Collected at: https://scitechdaily.com/hydrogen-ions-are-revolutionizing-quantum-tech-heres-how/

Researchers have discovered an innovative way to manipulate electronic properties in a magnetic Weyl semimetal using hydrogen ions.

By adjusting the material’s electronic bandstructures, they can control the chirality of electron transport, opening possibilities for groundbreaking applications in quantum computing and nano-spintronics.

A New Way to Manipulate Topological Materials

A team of physicists at The City College of New York, led by Lia Krusin-Elbaum, has developed an innovative technique using hydrogen cations (H⁺) to control the electronic properties of a magnetic Weyl semimetal. This type of material, known as a topological material, allows electrons to behave like massless particles called Weyl fermions. These unique particles exhibit a property known as chirality, or “handedness,” which links their spin and momentum.

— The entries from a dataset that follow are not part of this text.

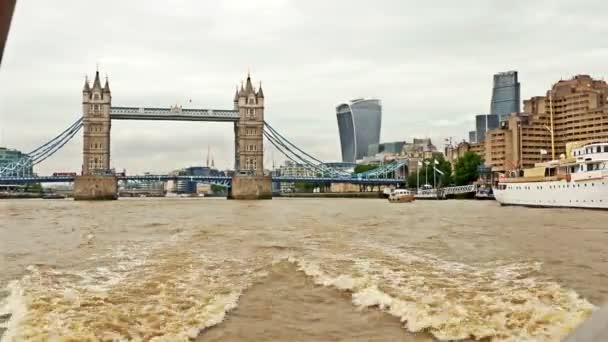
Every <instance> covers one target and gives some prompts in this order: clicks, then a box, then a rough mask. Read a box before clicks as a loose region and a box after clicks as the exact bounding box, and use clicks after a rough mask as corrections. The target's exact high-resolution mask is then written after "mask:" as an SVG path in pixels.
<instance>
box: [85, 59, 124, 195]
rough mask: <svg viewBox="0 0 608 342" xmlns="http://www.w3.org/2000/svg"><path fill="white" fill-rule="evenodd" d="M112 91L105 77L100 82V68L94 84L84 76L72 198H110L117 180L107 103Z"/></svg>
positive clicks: (108, 104)
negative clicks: (73, 187) (73, 193)
mask: <svg viewBox="0 0 608 342" xmlns="http://www.w3.org/2000/svg"><path fill="white" fill-rule="evenodd" d="M111 104H112V93H111V92H110V84H109V82H108V79H107V78H106V84H105V86H103V87H102V86H101V81H100V80H99V70H97V71H96V72H95V80H93V87H90V86H89V81H88V80H85V82H84V88H83V89H82V118H83V120H82V126H83V127H82V128H83V133H82V134H83V139H82V175H81V176H77V177H76V178H75V179H74V199H75V200H113V199H117V198H118V183H117V180H116V177H115V176H114V175H110V174H109V172H108V171H109V170H110V128H111V120H110V107H111Z"/></svg>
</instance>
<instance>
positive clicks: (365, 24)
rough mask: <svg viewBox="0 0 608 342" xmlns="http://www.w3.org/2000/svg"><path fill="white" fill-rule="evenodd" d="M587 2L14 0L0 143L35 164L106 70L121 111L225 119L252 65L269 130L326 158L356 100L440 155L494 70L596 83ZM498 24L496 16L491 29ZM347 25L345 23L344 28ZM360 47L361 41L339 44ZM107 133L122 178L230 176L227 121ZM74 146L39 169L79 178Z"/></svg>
mask: <svg viewBox="0 0 608 342" xmlns="http://www.w3.org/2000/svg"><path fill="white" fill-rule="evenodd" d="M587 3H589V6H587V8H588V12H585V10H584V9H581V8H580V7H581V6H576V4H570V3H568V2H565V1H555V2H538V3H536V4H529V3H527V2H524V1H514V2H512V3H509V6H500V5H497V4H486V3H485V2H481V1H479V2H475V4H476V5H475V6H472V8H470V9H466V8H458V6H456V5H454V4H451V3H448V2H444V6H443V8H441V9H438V8H432V7H429V6H430V5H428V4H427V5H424V4H422V5H420V4H418V5H417V8H416V9H414V8H412V4H413V2H407V3H405V2H401V1H384V2H381V3H379V4H376V5H383V6H372V5H369V4H367V3H365V2H352V1H351V2H337V3H332V4H325V3H323V4H322V3H321V2H315V1H311V2H307V3H306V4H301V3H297V2H294V1H262V2H256V4H255V5H252V4H247V3H239V2H237V1H234V2H229V1H228V2H222V3H220V4H209V5H204V4H199V3H196V2H189V1H180V2H177V3H176V5H175V7H171V8H169V7H165V8H149V7H145V6H144V3H143V2H130V3H129V4H121V3H120V2H118V1H109V2H108V4H107V5H104V7H103V8H99V9H96V10H95V11H97V12H96V13H91V11H92V10H93V7H92V6H90V4H91V3H88V2H82V3H76V4H73V3H70V6H69V7H68V6H67V5H68V2H67V1H64V2H61V1H59V2H56V3H54V6H52V7H51V5H49V4H47V3H45V2H42V1H31V2H19V3H18V4H17V8H16V10H15V15H14V18H13V27H12V29H11V32H10V34H9V38H8V42H7V47H6V51H5V56H4V59H3V64H2V67H1V68H0V82H1V83H2V84H5V85H6V84H8V85H10V87H3V88H2V89H0V127H1V129H0V145H4V146H7V147H10V148H17V149H20V150H23V151H24V152H27V151H29V150H31V149H33V148H35V147H36V146H38V145H40V144H41V143H43V142H45V141H47V140H48V139H50V138H51V137H53V136H54V135H56V134H57V133H59V132H60V131H61V130H63V129H64V128H65V127H66V126H67V125H69V124H70V123H72V122H73V121H74V120H75V119H76V118H77V117H78V115H79V114H80V107H81V106H80V91H81V87H82V83H83V80H84V74H85V73H86V74H88V75H89V77H91V76H92V75H93V73H94V72H95V67H96V64H97V63H99V68H100V71H101V72H102V73H104V74H105V73H106V72H107V73H108V74H109V78H110V84H111V87H112V90H113V103H115V104H121V105H133V106H140V105H141V106H169V105H172V104H181V105H183V106H184V107H200V108H219V109H222V108H231V105H232V102H231V101H232V96H233V95H234V86H235V85H236V84H237V83H238V82H239V81H240V80H242V79H243V78H244V77H245V75H246V73H247V69H248V68H250V70H251V73H252V75H253V77H254V78H255V79H256V80H262V82H263V85H264V92H265V94H266V98H267V101H266V102H267V104H266V119H267V120H268V121H269V122H271V123H272V124H273V126H275V127H276V128H277V129H279V130H281V131H282V132H283V133H284V134H285V135H286V136H287V137H289V138H290V139H291V140H293V141H294V142H296V143H297V144H298V145H299V146H301V147H303V148H304V149H305V150H306V151H308V152H310V153H312V154H314V155H315V156H317V157H319V158H321V159H323V160H327V161H336V160H339V159H340V142H339V135H338V127H337V124H336V119H335V106H336V105H337V104H339V103H340V102H342V101H347V100H351V99H354V98H358V97H368V98H369V97H374V98H379V99H381V100H382V103H383V107H384V108H383V116H384V118H383V127H382V135H381V141H394V140H408V141H409V140H411V139H412V138H414V137H427V136H428V137H431V138H432V139H433V141H434V142H435V144H436V145H438V147H439V146H441V143H442V142H443V139H442V138H444V137H448V136H454V137H455V138H456V140H462V139H464V138H466V134H467V133H468V131H469V130H470V129H471V128H472V127H473V126H474V116H475V114H483V113H487V112H489V110H490V98H491V93H492V75H493V74H494V73H497V72H501V71H508V70H517V71H519V76H520V77H519V78H520V82H521V87H522V91H521V96H522V97H521V98H522V100H523V99H526V98H529V97H532V96H536V95H543V94H544V93H545V91H546V90H547V89H549V87H550V86H551V85H552V84H553V83H554V82H556V81H558V80H559V79H560V78H569V77H571V76H573V75H575V74H580V73H583V74H589V75H591V76H592V77H594V78H603V77H604V75H605V69H604V68H603V63H604V60H605V57H606V55H608V50H606V49H604V48H602V47H601V46H599V45H597V43H595V44H596V45H593V44H594V43H593V42H594V41H595V42H598V41H601V38H602V36H603V35H604V33H606V32H608V26H607V24H605V23H603V22H602V21H601V20H600V19H601V17H600V13H602V12H604V11H605V10H606V9H608V5H606V4H603V3H602V2H601V1H588V2H587ZM425 6H427V7H425ZM594 6H595V7H594ZM345 9H346V12H344V11H345ZM459 11H462V12H459ZM464 12H466V13H467V15H464V14H463V15H458V13H464ZM490 12H492V13H498V14H496V15H495V16H493V17H492V18H489V19H491V20H489V19H488V18H486V17H485V13H490ZM421 13H425V14H426V15H425V16H422V15H420V14H421ZM539 13H540V14H539ZM168 14H169V15H168ZM340 14H342V15H345V14H347V16H348V17H349V18H350V19H351V21H349V22H345V21H340V20H336V19H337V18H340V17H341V16H340ZM417 17H425V21H424V22H423V21H418V20H417ZM313 18H314V19H313ZM89 19H95V20H89ZM312 22H316V23H318V25H315V26H311V25H309V24H310V23H312ZM32 23H35V24H32ZM491 23H494V25H491ZM484 24H485V25H484ZM549 24H551V25H553V26H551V25H549ZM554 32H559V33H560V34H559V35H558V34H556V33H554ZM583 35H584V37H583ZM352 37H357V41H358V42H359V43H360V45H359V44H352V43H348V44H344V42H345V41H349V40H348V39H352ZM581 37H582V38H585V39H582V38H581ZM563 41H569V42H570V43H569V45H568V46H567V47H564V45H561V44H558V43H560V42H563ZM349 42H352V40H351V41H349ZM565 49H567V50H565ZM497 51H498V52H497ZM429 52H432V55H430V54H429ZM531 56H535V57H533V58H532V57H531ZM190 100H192V102H190ZM311 132H312V133H313V134H311ZM112 134H113V138H112V139H113V141H112V154H113V161H112V165H113V166H116V167H117V168H120V169H122V168H126V169H127V170H128V171H129V172H143V171H168V170H171V169H175V168H180V167H185V166H189V165H195V164H202V163H203V162H204V158H205V157H206V151H207V146H211V147H212V150H213V154H214V157H215V161H216V165H218V166H220V167H223V168H225V167H232V166H233V165H232V164H233V150H234V145H233V144H234V141H233V139H234V137H233V133H232V127H231V126H230V125H228V124H221V123H196V124H186V123H156V122H151V123H150V122H146V123H142V122H120V123H118V122H116V123H113V129H112ZM81 144H82V141H81V136H80V135H78V138H77V139H74V141H72V142H71V143H70V144H69V145H68V146H66V149H65V150H62V151H60V152H59V153H58V154H57V155H56V156H55V157H53V158H52V159H50V160H49V161H47V162H45V163H44V164H43V165H41V167H40V168H37V170H36V171H37V172H40V173H43V174H44V173H50V172H52V171H79V170H80V166H81V160H80V149H81ZM267 148H268V145H267ZM267 151H268V152H270V153H267V154H266V158H267V165H268V166H270V164H268V160H271V159H270V158H272V150H267ZM274 155H275V158H276V159H277V160H279V156H278V153H276V152H275V153H274Z"/></svg>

The researchers focused on the magnetic material MnSb2Te4, where they discovered that introducing hydrogen ions can effectively “tune” and enhance the chirality of electron transport. This process reshapes the material’s energy features, known as Weyl nodes, in a controllable way. Their discovery could pave the way for new quantum devices that leverage topological states, with potential applications in advanced chiral nano-spintronics and fault-tolerant quantum computing.

Their findings, published in Nature Communications under the title “Transport chirality generated by a tunable tilt of Weyl nodes in a van der Waals topological magnet,” demonstrate the potential of this technique to expand the possibilities of quantum technology.

Tuning Weyl Nodes for Enhanced Performance

The tuning of Weyl nodes with H+ heals the system’s (Mn-Te) bond disorder and lowers the internode scattering. In this process — which The City College team tests in the Krusin Lab using angularly-resolved electrical transport — electrical charges move differently when the in-plane magnetic field is rotated clockwise or counterclockwise, generating desirable low-dissipation currents. The reshaped Weyl states feature a doubled Curie temperature and a strong angular transport chirality synchronous with a rare field-antisymmetric longitudinal resistance — a low-field tunable ‘chiral switch’ that is rooted in the interplay of topological Berry curvature, chiral anomaly, and a hydrogen-mediated form of Weyl nodes.

“The major advance of this work is enlarging the breadth of designer topological quantum materials beyond nature’s blueprint. Tunable topological bandstructures facilitated by hydrogen or other light elements through defect-related pathways expand the availability of accessible platforms for exploring and harnessing topological phases with stunning macroscopic behaviors, opening a path to a potentially disruptive chirality-based implementations in future quantum devices,” said Krusin-Elbaum, professor in CCNY’s Division of Science.

Toward the Future of Quantum Devices

The research in the Krusin Lab centers on exploring novel quantum phenomena such as Quantum Anomalous Hall (QAH) effect, which describes an insulator that conducts dissipationless current in discrete channels on its surfaces, 2D superconductivity, and axion state phenomena featuring a quantized thermal transport, all with the potential if industrialized to advance energy-efficient technologies. Krusin-Elbaum and her team said that the technique they have demonstrated is very general and ultimately may advance the potential of intrinsic topological magnets to transform future quantum electronics.

Reference: “Transport chirality generated by a tunable tilt of Weyl nodes in a van der Waals topological magnet” by Afrin N. Tamanna, Ayesha Lakra, Xiaxin Ding, Entela Buzi, Kyungwha Park, Kamil Sobczak, Haiming Deng, Gargee Sharma, Sumanta Tewari and Lia Krusin-Elbaum, 13 November 2024, Nature Communications.
DOI: 10.1038/s41467-024-53319-w

The CCNY-based Harlem Center for Quantum Materials is a partner in the research. It strives to solve fundamental problems in novel functional materials systems that have vital scientific and technological importance. The research is supported in part by the National Science Foundation.